Seemingly clueless to the fact that pursuing critics is . . . well . . . ISIS-like, an official announced “the justice ministry will sue the person who described … the sentencing of a man to death for apostasy as being `ISIS-like’.”
In this twisted legal system, it all makes perfect sense to seek to punish those who criticize the lack of justice by denying them any notion of justice: “Questioning the fairness of the courts is to question the justice of the Kingdom and its judicial system based on Islamic law, which guarantees rights and ensures human dignity.”
The case is interesting because for years I have been critical of the effort during Hillary Clinton’s tenure as Secretary of State to support efforts making blasphemy a crime. For many years, I have been writing about the threat of an international blasphemy standard and the continuing rollback on free speech in the West. For recent columns, click here and here and here.

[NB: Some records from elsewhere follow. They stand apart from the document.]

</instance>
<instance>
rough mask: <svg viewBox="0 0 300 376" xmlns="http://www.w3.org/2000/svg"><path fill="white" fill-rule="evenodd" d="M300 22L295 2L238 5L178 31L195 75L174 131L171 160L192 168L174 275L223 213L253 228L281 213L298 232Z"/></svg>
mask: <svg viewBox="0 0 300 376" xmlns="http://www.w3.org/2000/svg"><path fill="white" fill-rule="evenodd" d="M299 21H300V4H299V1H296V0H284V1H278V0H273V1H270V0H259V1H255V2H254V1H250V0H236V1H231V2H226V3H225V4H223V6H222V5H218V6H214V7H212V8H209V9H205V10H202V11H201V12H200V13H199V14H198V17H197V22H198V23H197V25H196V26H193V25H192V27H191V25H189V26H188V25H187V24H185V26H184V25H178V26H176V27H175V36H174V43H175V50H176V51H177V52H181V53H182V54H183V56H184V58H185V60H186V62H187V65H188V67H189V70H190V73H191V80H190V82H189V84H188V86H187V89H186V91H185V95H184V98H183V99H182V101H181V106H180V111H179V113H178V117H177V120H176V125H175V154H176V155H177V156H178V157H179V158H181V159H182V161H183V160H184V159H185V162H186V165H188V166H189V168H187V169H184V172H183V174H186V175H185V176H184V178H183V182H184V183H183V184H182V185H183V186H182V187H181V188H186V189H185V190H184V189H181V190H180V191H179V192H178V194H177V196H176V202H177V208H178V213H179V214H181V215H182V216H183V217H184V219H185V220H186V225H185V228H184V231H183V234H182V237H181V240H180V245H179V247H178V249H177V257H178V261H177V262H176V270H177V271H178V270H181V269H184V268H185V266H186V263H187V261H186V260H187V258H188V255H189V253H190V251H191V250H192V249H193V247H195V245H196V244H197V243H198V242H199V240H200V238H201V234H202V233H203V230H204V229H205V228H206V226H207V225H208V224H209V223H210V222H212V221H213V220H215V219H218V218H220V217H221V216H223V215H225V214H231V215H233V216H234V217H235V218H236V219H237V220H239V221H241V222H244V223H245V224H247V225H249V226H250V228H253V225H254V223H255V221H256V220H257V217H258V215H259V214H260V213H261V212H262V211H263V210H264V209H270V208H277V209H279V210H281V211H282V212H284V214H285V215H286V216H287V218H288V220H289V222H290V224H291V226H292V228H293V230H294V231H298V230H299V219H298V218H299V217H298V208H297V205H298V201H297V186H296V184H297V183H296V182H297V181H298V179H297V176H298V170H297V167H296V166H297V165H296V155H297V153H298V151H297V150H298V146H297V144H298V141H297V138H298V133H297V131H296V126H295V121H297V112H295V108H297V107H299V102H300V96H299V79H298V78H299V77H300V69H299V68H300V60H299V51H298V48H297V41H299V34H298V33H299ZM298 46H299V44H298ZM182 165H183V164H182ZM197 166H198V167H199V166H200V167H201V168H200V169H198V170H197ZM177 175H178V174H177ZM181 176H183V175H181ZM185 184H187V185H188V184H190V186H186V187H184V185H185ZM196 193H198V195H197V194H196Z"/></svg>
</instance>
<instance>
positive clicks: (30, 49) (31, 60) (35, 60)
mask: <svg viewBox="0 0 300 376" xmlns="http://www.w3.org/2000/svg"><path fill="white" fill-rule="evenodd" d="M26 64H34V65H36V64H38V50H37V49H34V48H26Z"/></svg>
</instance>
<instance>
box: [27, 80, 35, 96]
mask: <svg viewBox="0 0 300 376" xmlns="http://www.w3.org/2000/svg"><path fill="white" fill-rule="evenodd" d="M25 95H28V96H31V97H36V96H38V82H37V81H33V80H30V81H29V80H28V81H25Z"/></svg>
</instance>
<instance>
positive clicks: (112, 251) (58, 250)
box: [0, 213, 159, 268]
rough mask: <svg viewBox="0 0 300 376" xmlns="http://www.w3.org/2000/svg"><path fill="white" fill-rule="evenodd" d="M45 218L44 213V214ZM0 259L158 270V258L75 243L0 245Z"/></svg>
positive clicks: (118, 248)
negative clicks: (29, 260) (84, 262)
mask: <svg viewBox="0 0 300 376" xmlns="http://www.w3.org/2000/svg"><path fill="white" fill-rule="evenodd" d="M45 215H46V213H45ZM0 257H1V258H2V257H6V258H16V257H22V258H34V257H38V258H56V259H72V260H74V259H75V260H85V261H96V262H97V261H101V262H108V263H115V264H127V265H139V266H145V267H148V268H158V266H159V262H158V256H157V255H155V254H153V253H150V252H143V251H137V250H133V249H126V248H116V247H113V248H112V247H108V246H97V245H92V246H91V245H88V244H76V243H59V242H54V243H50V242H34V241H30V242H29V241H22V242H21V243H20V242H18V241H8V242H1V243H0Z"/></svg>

Much of this writing has focused on the effort of the Obama Administration to reach an accommodation with allies like Saudi Arabia to develop a standard for criminalizing anti-religious speech. We have been following the rise of anti-blasphemy laws around the world, including the increase in prosecutions in the West and the support of the Obama Administration for the prosecution of some anti-religious speech under the controversial Brandenburg standard. Now that effort has come to a head with the new President of Egypt President Mohamed Mursi calling for enactment of an anti-blasphemy law at the United Nations. Mursi is also demanding legal action against the filmmaker by the United States despite the fact that the film is clearly protected by the first amendment.
This case shows how the Saudis treat exercises of a wide variety of free speech as threatening social order. The obvious intent is to chill others by hoisting some poor wretch who will be forced to confess his sins before some kangaroo court. The distinction with beheading non-believers in Saudi Arabia as opposed to beheading non-believers by ISIS can be hard for sane people to discern. Interior Ministry spokesman Maj. Gen. Mansour al-Turki defended the use of capital punishments on NBC such as beheadings in the kingdom by saying the country’s Shariah-based legal system guarantees fairness since it is based on Islamic Sharia law” “ISIS has no legitimate way to decide to decide to kill people.”
Clearly the Saudis remain enemies of ISIS despite their shared Sunni traditions. It is not the fight against extremism that I question (though we can debate the means), it is the selective measure that we apply between different countries. It is certainly true that Saudi Arabia is not viewed as a sponsor of terrorism, has attempted some marginal reforms, and has committed itself to fighting ISIS. I see the difference with ISIS even with Saudi Arabia beheading people in public squares and sentencing people to death for apostasy. However, it remains a country that refuses a single non-Mosque to be built on its territory, widespread denial of free speech, denial of basis rights for women, denial of the free press, and a host of other rights considered core human rights. The comparison however to ISIS is inescapable when you are killing people for apostasy after giving them laughable trials before clerics applying Sharia law.